Fusco shifted in the booth, leaned to his left, stretched his left arm across the top of the seat. "Fair enough. I'd guess that Mate was rendered semiconscious or totally unconscious, probably with a strong blow to the head that came from behind. Or a choke hold. The papers said he was found in the van. If that's true, that's at odds with Burke's tree-propping signature. But the wooded site fits Burke's kills. More public than Burke's previous dumps, but that fits the pattern of increased confidence. And Mate was a public figure. I suspect Burke conned Mate into arranging a meeting, possibly by feigning interest in Mate's work. From what I've seen of Mate, an appeal to his ego would be most effective."

He stopped.

Milo said nothing. His hand had come to rest atop the file folder. Touching the string. Unfurling it slowly.

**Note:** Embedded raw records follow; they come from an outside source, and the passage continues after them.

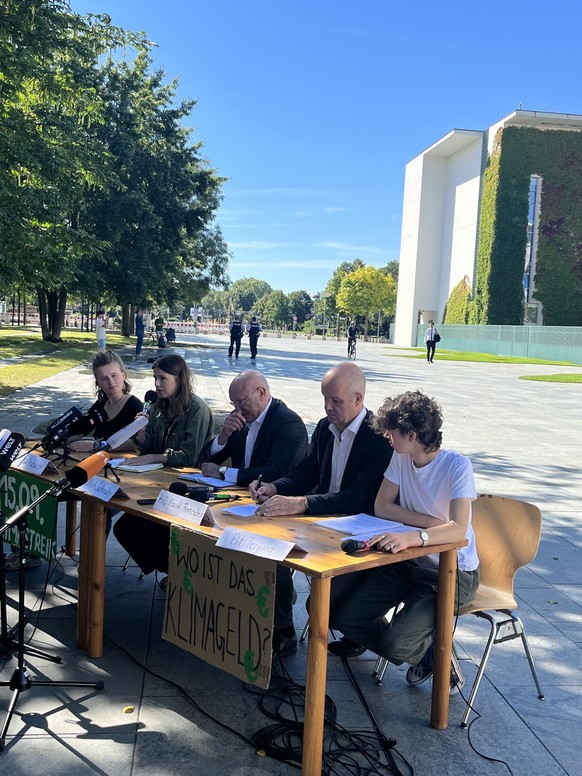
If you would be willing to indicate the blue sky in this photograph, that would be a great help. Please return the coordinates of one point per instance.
(312, 109)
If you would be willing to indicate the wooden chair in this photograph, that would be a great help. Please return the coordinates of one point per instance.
(507, 533)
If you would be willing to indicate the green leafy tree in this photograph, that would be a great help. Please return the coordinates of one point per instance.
(155, 228)
(273, 309)
(392, 268)
(216, 303)
(300, 304)
(246, 292)
(48, 104)
(365, 292)
(334, 283)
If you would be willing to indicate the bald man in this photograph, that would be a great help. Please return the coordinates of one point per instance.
(340, 474)
(261, 436)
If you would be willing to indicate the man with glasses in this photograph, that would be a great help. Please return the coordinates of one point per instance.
(261, 436)
(340, 474)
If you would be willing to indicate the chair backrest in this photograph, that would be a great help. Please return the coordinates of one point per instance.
(507, 533)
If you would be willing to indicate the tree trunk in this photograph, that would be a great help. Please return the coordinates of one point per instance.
(51, 309)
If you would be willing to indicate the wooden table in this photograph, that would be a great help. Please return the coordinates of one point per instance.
(324, 560)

Fusco said, "However the meeting was arranged, I see Burke familiarizing himself with the site beforehand, learning the traffic patterns, leaving a getaway vehicle within walking distance of the kill-spot. Which in his case, could be miles. Probably to the east of the kill-spot, because the east affords multiple avenues of escape. Living in L.A., Burke needs wheels, so I'm sure he's obtained registration under a new identity, but whether he used his own car or a stolen vehicle, I couldn't say."